Among the Japanese, who each eat an average of 145 pounds of fish a year, rates of depression and homicide are strikingly low. Meanwhile, men who live in landlocked nations such as Austria and Hungary, where fish consumption is respectively 25 pounds and nine pounds per capita, top the global charts in suicide and depression. Despite the fact that the Japanese smoke like fiends, struggle with high blood pressure, and eat a hundred more cholesterol-rich eggs a year per person than Americans do, they boast enviably low rates of cardiovascular disease, as well as the longest life span on the planet, an average of 81 years... three years longer than that of Americans.

And while it's true that the Japanese consume soy in the form of tofu, miso, and soy sauce, the way it is prepared — precipitated or fermented — is far healthier than the raw, mineral-blocking phytate estrogen and omega-6-rich versions consumed by Americans.

Dr. Hibbeln is convinced that the key to the average Japanese citizen's longevity is omega-3 fatty acids; levels in Japanese bloodstreams average 60 percent of all polyunsaturates. After half a century of favoring seed-based vegetable oils, the level of omega-3s in American bloodstreams has fallen to 20 percent of polyunsaturates. "We have changed the composition of people's bodies and brains," says Dr. Hibbeln. "A very interesting question, to which we don't yet know the answer, is to what degree has the dietary change altered overall behavior in our society?"

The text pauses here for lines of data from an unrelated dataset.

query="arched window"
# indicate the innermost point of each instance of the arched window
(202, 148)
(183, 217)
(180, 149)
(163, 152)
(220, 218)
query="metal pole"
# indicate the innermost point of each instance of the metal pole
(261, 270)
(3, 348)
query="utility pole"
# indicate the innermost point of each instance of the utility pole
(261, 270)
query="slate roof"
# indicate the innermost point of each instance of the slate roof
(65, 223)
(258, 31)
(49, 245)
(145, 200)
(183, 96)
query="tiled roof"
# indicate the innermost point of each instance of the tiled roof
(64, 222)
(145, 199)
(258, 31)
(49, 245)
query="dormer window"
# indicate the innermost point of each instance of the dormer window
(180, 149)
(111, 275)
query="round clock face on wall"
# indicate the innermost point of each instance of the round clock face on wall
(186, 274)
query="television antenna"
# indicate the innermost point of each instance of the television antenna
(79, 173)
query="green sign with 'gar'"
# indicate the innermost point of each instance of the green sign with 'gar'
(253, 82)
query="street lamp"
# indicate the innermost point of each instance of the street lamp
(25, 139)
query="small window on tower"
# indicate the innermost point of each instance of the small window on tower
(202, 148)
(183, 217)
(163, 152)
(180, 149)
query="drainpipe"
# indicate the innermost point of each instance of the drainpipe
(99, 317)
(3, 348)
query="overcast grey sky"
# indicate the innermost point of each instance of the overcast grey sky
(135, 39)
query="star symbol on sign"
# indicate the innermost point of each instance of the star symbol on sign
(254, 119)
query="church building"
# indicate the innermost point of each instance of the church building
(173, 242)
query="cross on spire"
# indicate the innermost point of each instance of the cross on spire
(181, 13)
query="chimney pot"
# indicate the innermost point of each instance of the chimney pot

Lately, the answers have been coming in thick and fast. In one study of 231 inmates medicated with fish oil in a British prison, assaults dropped by a third. Comparing homicide rates in five countries, Dr. Hibbeln found that the rising consumption of omega-6 fatty acids correlated with a hundredfold increase in death by homicide, even though access to firearms went down in all the countries surveyed except the United States. A paper published in the Journal of the American Medical Association concluded that even a modest increase in the consumption of omega-3-rich fish reduced the risk of coronary death by 36 percent. A 2007 study by the National Institutes of Health found a positive correlation between mothers' consumption of omega-3s during pregnancy and the fine motor skills and verbal IQs of their children.

Increasing the amount of omega-3s in your diet might even reverse obesity: Omega-6s are, in the words of one researcher, "remarkable boosters of adipogenesis," which is to say the formation of fatty tissues. Animals that are fed diets high in omega-6s gain far more weight from the same amount of calories than their grass-fed counterparts, and that hard-to-lose fat in the middle-aged paunch, it turns out, is mostly omega-6s. A higher intake of omega-3 has been shown to positively affect ailments as diverse as stroke, allergies, dementia, and dyslexia.

"Men in their forties and fifties can nearly reverse their risk of dying from sudden cardiac death by eating fish at least three times a week," says Dr. Hibbeln. "And if they want to live longer and happier lives, there's substantial data that they should increase their body composition of omega-3s." Your family doctor can test your ratio of omega-6 to omega-3, or you can do it yourself. (Your Future Health sells test kits on its Web site, yourfuturehealth.com.)

How could a simple change in dietary fat have such a huge impact on so many aspects of our health? The answer lies in the nature of two specific forms of omega-3s, docosahexaenoic acid (DHA) and eicosapentaenoic acid (EPA), which are especially rich in seafood.

Not all omega-3 fatty acids, it turns out, are created equal.
It's a long read, and there's more in the link. But I found it far too interesting not to pass on, especially given there's a number of people here trying to lose weight. (This might be more appropriate for OT, I'm not sure). At any rate it's nice to know exactly what the cause is behind making Americans so fucking fat. It'd be interesting to see what kind of effort it would take to swing the balance back to producing more foods with omega-3 fatty acids rather than omega-6 and what kind of effect it would have on our fatass population.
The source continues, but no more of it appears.